You know how pundits like to clutch their pearls and moan about the dangers of Tinder, and how hookup apps are leading to the degradation of modern courtship as we know it? Well, it turns out they might’ve been right about Tinder being dangerous, though not for the reason they’d expect.
Internet security researchers have revealed that between October and December of last year, a security flaw in the app inadvertently revealed Tinder user locations within 100 feet, so anyone with “rudimentary” hacking skills could’ve tracked them down. And not only did Tinder not inform their user base of the security flaw, they ignored it for at least a month, the researchers say.
Although Tinder is supposed to reveal users’ locations to the nearest mile, last October researchers at Include Security in New York discovered that the app was actually exposing user distance to 15 decimal places, so someone could potentially identify a user’s location within 100 feet of where they actually were. Meaning if someone really wanted to, they could potentially track you down… like, to your house. Which is a place you maybe still live.

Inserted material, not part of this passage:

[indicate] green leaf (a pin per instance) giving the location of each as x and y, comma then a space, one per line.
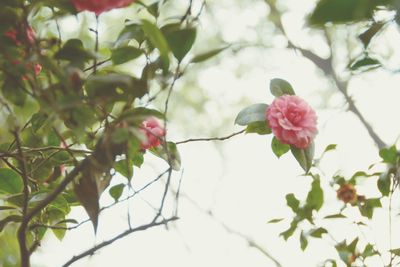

The security flaw obviously has terrifying implications for Tinder users, not to mention for the company itself, who would’ve presumably been held liable if someone had stalked or harassed a user through the app. Yet when Include Security head Erik Cabetas informed Tinder of the flaw on Oct. 23, the company failed to respond until Dec. 2, when they informed Cabetas they needed more time to work on the bug.
Cabetas says Tinder finally fixed the bug sometime around Jan. 1, and that it was related to a previous security vulnerability that emerged sometime around Jul. 2013. He posted a timeline of his team’s (largely one-sided) communications with Tinder on the Include Security blog. “I wouldn’t say they were extremely cooperative,” he says of the company (Tinder has not yet commented on the security flaw).
As BusinessInsider points out, this is not the first time Tinder has been exposed for violating its users’ security: as recently as last July, a Quartz investigation pointed out that a simple hack could yield a user’s latitude and longitude.
In the same vein, Cabetas says this particular security flaw only required “rudimentary Web coding skills” to take advantage of: “This is not a very advanced exploitation scenario,” he says. So while everything in Tinderland seems to be copacetic for now, the implications of the latest vulnerability—and the company’s demonstrated lack of regard for the safety and security of their user base—are somewhat chilling, to say the least.